Personanondata finds an in interesting YouTube ‘concept’ for an Apple eBook reader.
The movie shows an iPod which fits into a folding tablet device which opens out to give two reading pages. Cute. I slot my iPod into a Bose speaker system, why shouldnt I slot my iPod into an eBook tablet?
But this vision of the book-specific hardware is all wrong. Yesterday Apple launched its eBook reader the iPhone. The hardware-specific eBook reader was and is a mirage. The eBook reader that matters is the humble familiar web browser (Internet Explorer, Firefox, Safari, Opera — you take your pick). Steve Jobs says that the iPhone is the best iPod ever. Its also the best eBook reader ever. The best phone, the best music player and the best eBook reader ever. All in one package, which does the phone and email as well. The iPhone will read Exact Editions digital magazines, but we still need photographic proof of that.
Google Book Search wasnt the first, but its method shows that digital editions will be page based (five years ago that was NOT obvious). All print pages will be web pages. Are becoming web pages. Once that equivalence is accepted its all down to the software which has to work within a web browser (preferably not Flash — which the iPhone does not support) and to the databases which run libraries and subscription services.
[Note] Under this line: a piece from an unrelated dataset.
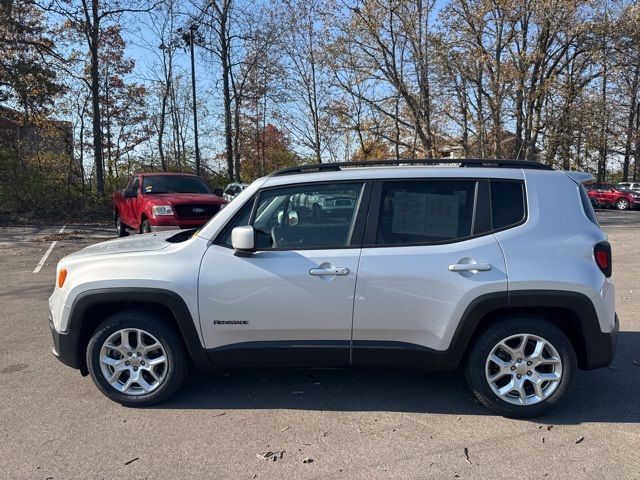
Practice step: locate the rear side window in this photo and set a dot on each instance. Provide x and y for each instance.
(430, 211)
(507, 203)
(586, 205)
Pages matter. Libraries matter. Databases matter most of all. eBooks dont… They really dont, they are just collections of web pages.
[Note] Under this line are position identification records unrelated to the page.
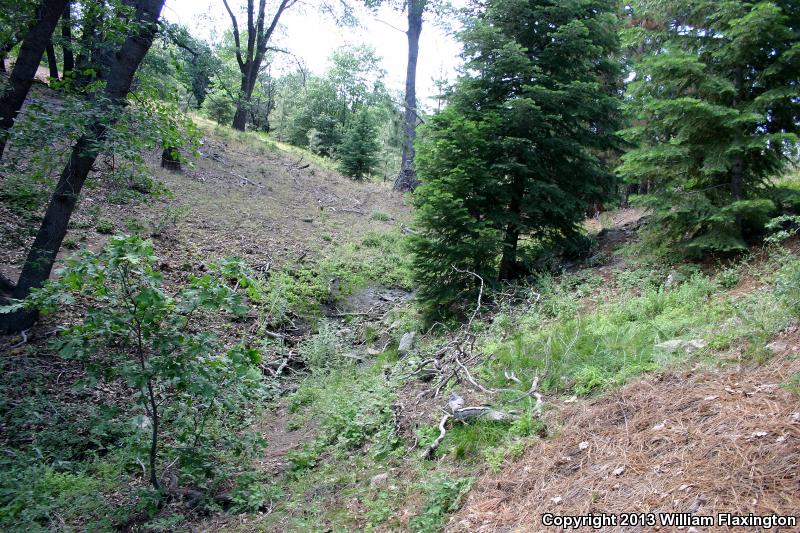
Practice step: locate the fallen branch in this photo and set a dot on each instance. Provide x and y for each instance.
(428, 453)
(472, 380)
(487, 413)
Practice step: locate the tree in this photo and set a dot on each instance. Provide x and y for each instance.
(52, 60)
(716, 105)
(30, 55)
(407, 178)
(151, 338)
(503, 163)
(118, 73)
(66, 40)
(358, 152)
(249, 59)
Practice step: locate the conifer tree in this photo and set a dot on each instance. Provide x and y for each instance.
(716, 110)
(512, 163)
(358, 153)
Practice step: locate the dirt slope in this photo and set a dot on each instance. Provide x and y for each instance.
(242, 196)
(705, 442)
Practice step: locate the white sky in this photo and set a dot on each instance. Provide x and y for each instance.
(311, 37)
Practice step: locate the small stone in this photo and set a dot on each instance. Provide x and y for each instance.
(675, 345)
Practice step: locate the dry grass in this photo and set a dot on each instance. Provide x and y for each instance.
(704, 441)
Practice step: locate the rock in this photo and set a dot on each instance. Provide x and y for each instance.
(379, 480)
(675, 345)
(406, 343)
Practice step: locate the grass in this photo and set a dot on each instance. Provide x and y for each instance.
(580, 353)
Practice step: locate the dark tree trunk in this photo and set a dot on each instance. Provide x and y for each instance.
(250, 61)
(170, 159)
(407, 179)
(52, 61)
(30, 55)
(508, 263)
(119, 73)
(66, 36)
(243, 105)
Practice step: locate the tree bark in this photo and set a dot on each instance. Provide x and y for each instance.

Adam,I totally agree. I have been trying to say what you have just said so well for ages and it never seems to come out right!Does present a bit of a problem for Book Publishers though. It is tough to charge people for a web page!Eoin
Thank you Eoin. Publishers are and should be optimistic. I think publishers would have a real problem with eBook Readers if they ever caught on as hardware devices — the channel might become monopolised or commoditised. They ought to be able to adapt to a world of competing web services. Advertising will be important as a revenue source and they will also develop subscription models of publishing (which used to work very well in the 19th C for the publishers of the great fiction writers). But I reckon that we agree that traditional booksellers will have a much tougher time adapting to that situation. Though, even so, the well-made book will hold its attractions for a good long time…..I would rather be a (printed) bookseller in the next decade than a CD-music seller.
Adam,I guess it’s about shifting your mindset isn’t it.I agree with regard to books retaining value in the current and future market.Eoin
You have to separate the editing/gatekeeping/vouching function of a publisher from its role in manufacturing an object out of dead trees.